I have always loved a good tale of falling down the research rabbit hole and enjoy it when I can cheer a heroic archivist or librarian along the way. Beyond that, I appreciated that this volume shows how valuable research is to the person undertaking it, no matter the reason. In doing so, it serves as a reminder that researchers have different needs; where one researcher is looking for “the truth” another might be looking for background and details to get the feel of his or her work “right,” but not to exhaust all ends. It demonstrates the ripple effect and impact of successful searching and how helpful archivists and librarians play a role in these victories. Unfortunately, less helpful colleagues figure in these essays as well. One example is a librarian depicted in writer Jan Reid's “Comanches, Cowboys, and a Political Rock Star” who was “snippy and haughty” (p. 183) and, worse than that, wrong.

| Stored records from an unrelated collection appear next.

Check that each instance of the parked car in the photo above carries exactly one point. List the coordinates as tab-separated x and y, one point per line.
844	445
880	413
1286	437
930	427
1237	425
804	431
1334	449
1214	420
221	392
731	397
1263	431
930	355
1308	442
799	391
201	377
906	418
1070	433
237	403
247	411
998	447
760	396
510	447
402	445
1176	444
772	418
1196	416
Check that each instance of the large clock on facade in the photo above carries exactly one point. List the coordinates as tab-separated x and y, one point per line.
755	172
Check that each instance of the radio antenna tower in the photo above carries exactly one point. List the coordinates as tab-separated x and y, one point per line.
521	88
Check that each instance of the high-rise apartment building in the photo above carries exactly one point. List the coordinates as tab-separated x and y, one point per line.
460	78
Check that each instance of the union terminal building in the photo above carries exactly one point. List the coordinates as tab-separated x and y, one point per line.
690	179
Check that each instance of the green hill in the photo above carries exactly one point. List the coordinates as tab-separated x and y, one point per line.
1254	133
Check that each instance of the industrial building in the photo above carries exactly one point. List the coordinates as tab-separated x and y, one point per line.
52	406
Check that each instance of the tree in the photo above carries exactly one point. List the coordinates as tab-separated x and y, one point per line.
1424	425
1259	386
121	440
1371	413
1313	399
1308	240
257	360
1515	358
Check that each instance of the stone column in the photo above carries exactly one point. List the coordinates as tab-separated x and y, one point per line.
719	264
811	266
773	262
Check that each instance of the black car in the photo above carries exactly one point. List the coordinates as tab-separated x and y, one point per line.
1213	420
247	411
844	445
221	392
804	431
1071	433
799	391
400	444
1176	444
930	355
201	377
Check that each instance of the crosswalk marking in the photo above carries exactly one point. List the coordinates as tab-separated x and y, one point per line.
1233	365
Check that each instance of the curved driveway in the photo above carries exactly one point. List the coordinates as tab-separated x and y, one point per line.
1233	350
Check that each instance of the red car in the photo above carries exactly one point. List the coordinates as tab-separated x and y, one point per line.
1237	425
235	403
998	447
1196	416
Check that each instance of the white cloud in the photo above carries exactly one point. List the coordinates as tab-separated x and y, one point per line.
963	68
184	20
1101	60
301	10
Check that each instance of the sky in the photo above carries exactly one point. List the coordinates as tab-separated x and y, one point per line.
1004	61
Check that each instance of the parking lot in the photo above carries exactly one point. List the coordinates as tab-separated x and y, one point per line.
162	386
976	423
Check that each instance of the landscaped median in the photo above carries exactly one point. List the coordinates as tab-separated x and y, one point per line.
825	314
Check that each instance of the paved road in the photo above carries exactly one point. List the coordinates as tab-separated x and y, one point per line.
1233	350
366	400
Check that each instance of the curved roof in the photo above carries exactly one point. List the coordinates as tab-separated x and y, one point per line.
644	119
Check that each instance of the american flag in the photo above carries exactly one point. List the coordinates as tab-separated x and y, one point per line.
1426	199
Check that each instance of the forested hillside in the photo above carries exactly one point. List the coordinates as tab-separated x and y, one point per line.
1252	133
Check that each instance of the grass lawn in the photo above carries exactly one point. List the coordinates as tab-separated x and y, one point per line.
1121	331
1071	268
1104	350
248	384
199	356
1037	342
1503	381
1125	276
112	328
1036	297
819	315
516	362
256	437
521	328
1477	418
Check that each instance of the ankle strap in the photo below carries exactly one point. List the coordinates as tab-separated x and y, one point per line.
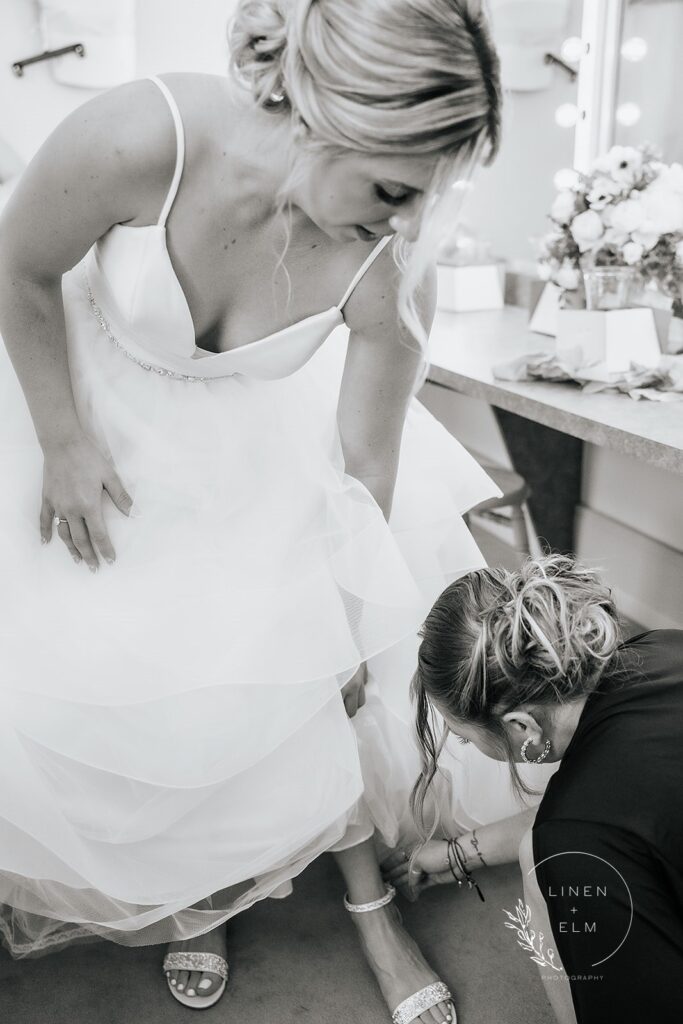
376	904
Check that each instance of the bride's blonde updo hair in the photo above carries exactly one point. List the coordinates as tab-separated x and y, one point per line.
496	640
381	78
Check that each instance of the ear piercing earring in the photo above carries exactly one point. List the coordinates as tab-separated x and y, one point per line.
542	756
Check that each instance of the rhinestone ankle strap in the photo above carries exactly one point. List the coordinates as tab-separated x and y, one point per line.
376	904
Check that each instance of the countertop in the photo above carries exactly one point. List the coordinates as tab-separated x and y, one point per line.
464	347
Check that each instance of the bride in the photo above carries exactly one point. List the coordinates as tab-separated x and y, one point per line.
173	264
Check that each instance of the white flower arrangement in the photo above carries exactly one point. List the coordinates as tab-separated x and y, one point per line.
627	211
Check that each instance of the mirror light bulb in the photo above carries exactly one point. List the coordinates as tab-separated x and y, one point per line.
572	49
634	49
566	115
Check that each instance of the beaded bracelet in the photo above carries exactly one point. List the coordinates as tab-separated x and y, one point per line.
456	852
474	843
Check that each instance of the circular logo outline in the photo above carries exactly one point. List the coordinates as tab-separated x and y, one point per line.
582	853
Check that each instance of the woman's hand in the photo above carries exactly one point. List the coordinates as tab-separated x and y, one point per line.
430	867
353	692
75	475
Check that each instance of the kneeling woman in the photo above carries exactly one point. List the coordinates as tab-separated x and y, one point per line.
529	666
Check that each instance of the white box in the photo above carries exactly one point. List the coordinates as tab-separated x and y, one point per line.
608	340
463	289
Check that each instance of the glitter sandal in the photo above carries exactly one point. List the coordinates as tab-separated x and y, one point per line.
415	1005
210	963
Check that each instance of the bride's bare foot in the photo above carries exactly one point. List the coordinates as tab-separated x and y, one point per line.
398	966
199	984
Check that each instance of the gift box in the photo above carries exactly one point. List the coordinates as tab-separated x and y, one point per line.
608	340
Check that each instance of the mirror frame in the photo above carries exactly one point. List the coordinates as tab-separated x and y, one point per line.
598	78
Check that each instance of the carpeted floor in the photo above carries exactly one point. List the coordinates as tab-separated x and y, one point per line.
296	962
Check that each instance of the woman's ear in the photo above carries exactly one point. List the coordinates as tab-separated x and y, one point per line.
521	725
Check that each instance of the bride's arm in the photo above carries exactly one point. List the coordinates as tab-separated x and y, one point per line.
96	169
383	364
486	846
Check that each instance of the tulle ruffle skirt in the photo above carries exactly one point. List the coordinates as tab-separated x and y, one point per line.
173	743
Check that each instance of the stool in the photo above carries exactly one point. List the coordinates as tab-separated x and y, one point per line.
514	497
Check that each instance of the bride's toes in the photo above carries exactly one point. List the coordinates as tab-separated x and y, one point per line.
444	1013
208	984
193	982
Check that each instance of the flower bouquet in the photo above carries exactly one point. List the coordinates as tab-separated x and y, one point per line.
626	212
617	243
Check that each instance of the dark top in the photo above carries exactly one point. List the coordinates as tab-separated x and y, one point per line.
611	823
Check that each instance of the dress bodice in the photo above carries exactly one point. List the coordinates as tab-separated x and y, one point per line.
139	302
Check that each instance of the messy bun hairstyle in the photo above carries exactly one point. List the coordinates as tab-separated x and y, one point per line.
544	635
379	77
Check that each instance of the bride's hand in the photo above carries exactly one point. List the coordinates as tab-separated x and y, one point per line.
75	474
353	692
430	867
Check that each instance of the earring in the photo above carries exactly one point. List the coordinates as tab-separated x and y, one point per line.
542	756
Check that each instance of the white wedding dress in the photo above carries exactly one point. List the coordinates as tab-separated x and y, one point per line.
172	728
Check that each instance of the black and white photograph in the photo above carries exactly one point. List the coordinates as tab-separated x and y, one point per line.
341	532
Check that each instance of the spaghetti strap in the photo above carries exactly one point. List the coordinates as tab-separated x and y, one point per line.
180	150
363	269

The concern the writers express about the lack of personal connection and reliance on the digital world is understandable, and without a doubt they prove their point about the value of speaking to people. Trying to retrace his own research path electronically, Miller notes, “While I was occasionally surprised at what I found, I was more surprised by what I found no trace of” (p. 5). In reflecting on the sometimes heavy-handedness of these passages, I found it necessary to remind myself that Curiosity's Cats is not an “archives” book. Archivists know that not everything can be found online; Miller's concern (and ours) is how many people do not know that. In that light, I hope this book helps us form our arguments about the necessity of archives and that its essays find their way into schools and colleges (perhaps via library- and archives-driven instruction sessions). But, I also felt some concern at how much the value of “presence” is often mixed with nostalgia in these essays. It would have been interesting and useful to read about research from the perspective of a “digital native”—someone who had no recall of doing research without first checking online. The authors also little acknowledge that many people—especially those with a passion project rather than a professional mandate—rely on the digital world because they cannot afford the time or money to take research trips such as the ones described in Curiosity's Cats.

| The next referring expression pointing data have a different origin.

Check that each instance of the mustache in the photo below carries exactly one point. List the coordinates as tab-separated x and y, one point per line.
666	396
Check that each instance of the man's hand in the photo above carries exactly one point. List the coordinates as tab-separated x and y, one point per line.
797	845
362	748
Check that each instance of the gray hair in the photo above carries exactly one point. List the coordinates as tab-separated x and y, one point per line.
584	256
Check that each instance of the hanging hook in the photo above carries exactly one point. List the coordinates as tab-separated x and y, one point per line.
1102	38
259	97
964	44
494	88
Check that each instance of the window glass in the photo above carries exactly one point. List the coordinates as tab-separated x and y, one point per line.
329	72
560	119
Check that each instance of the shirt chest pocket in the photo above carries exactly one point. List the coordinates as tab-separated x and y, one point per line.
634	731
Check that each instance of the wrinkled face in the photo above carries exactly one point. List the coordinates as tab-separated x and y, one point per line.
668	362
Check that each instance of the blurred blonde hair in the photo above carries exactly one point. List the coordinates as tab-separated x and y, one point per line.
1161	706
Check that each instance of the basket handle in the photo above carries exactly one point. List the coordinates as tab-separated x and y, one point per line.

As an archivist who does reference, I appreciate that this book is not meant to be instructional—it is not about how to provide good assistance—but rather shows a user-side view of the joys and frustrations of trying to find information, of suspecting that a fact is floating out there that you have not quite managed to pin down yet. Archivists can learn lessons from it, particularly about how researchers look to us for guidance but can easily lose faith in our abilities. It is also instructive to remember that displaying enthusiasm for a researcher's work can help him or her along. Perhaps most important, Curiosity's Cats underscores the relevance of archives.